I’ve always wanted to be a writer. A Real. Published. Writer. See my name in print. Anywhere. But I couldn’t just wiggle my nose and think my name will miraculously appear on the cover of a best-selling novel.
As a special education teacher, I’m programmed to think in terms of goals. What do I want my students to achieve with a given period? I think that way even in my personal life. To say, “I want to be a writer”, is so vague. I can’t do anything with that! So my first goal was to determine not what I wanted to write, but WHY I wanted to write. That was easy: be a good steward of what God has given me. This desire to write had to come from somewhere, right? So while trolling a Barnes & Noble, I picked up The Idiot’s Guide to Writing Christian Fiction (appropriate for a newbie, right?) and from there, decided to enroll in the Jerry B. Jenkins Christian Writers Guild (CWG). Best thing I could have done to start learning the craft of writing while maintaining my goal.
After that, I wanted to publish something I’d written. The beauty of the CWG is that many completed assignments are actually publishable. And that’s what happened. In 2010, I published an inspirational piece titled “The Light of the World” in The Lutheran Witness. I had achieved my goal.

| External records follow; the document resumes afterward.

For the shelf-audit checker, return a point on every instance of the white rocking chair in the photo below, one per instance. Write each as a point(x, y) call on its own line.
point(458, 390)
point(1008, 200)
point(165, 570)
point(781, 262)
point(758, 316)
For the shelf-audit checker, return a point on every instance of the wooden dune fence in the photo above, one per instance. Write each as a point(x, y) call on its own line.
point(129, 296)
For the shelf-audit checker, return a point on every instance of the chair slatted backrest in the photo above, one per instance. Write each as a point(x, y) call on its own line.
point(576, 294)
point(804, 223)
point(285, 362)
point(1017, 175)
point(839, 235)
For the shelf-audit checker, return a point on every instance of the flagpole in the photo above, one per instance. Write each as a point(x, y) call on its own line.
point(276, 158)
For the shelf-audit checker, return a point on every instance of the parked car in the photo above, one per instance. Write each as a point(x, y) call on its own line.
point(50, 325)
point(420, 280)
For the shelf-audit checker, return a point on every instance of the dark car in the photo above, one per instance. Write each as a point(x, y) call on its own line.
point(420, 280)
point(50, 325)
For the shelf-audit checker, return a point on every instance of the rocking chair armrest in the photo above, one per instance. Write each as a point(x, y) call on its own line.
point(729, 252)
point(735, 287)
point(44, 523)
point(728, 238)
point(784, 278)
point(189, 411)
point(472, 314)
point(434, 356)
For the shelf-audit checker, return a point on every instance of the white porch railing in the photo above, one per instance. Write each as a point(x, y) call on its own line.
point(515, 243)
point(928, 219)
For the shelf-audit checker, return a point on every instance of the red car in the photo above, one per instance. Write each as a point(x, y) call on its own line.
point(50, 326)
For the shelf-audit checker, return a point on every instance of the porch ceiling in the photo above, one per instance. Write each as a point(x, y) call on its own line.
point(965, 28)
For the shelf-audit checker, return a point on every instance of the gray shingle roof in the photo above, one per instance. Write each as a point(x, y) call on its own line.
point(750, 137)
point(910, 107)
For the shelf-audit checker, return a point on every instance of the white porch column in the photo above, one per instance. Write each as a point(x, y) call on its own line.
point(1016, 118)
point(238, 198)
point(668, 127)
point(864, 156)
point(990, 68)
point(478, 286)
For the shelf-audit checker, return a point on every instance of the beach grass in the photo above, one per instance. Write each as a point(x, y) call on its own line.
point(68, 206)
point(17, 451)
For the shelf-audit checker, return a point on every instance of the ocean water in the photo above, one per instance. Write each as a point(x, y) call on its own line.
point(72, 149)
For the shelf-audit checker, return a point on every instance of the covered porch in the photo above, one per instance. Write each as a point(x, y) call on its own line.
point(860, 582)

Now I wanted to write a novel. Done. Took about two years. It’s sitting on my laptop right now.
With a couple of writer conferences under my belt, I know my next goal should be publication. But that’s a whole ‘nother animal. It’s scary. Rejection is a constant companion, no matter how many other people say my work is good. I doubt myself all the time and when rejection comes knocking, I comfort myself by saying, “Well, you did publish something. That’s what you wanted, remember?”
But that was never my PRIMARY goal. It was being a good steward of my writing talent. Being a Christian writer. That means asking God to help me set goals and quitting when He tells me, not the other way around. My writing may reach a wide audience or just the tiny sphere of my critique group. As long as I never lose sight of why I write, then hey, I’m good.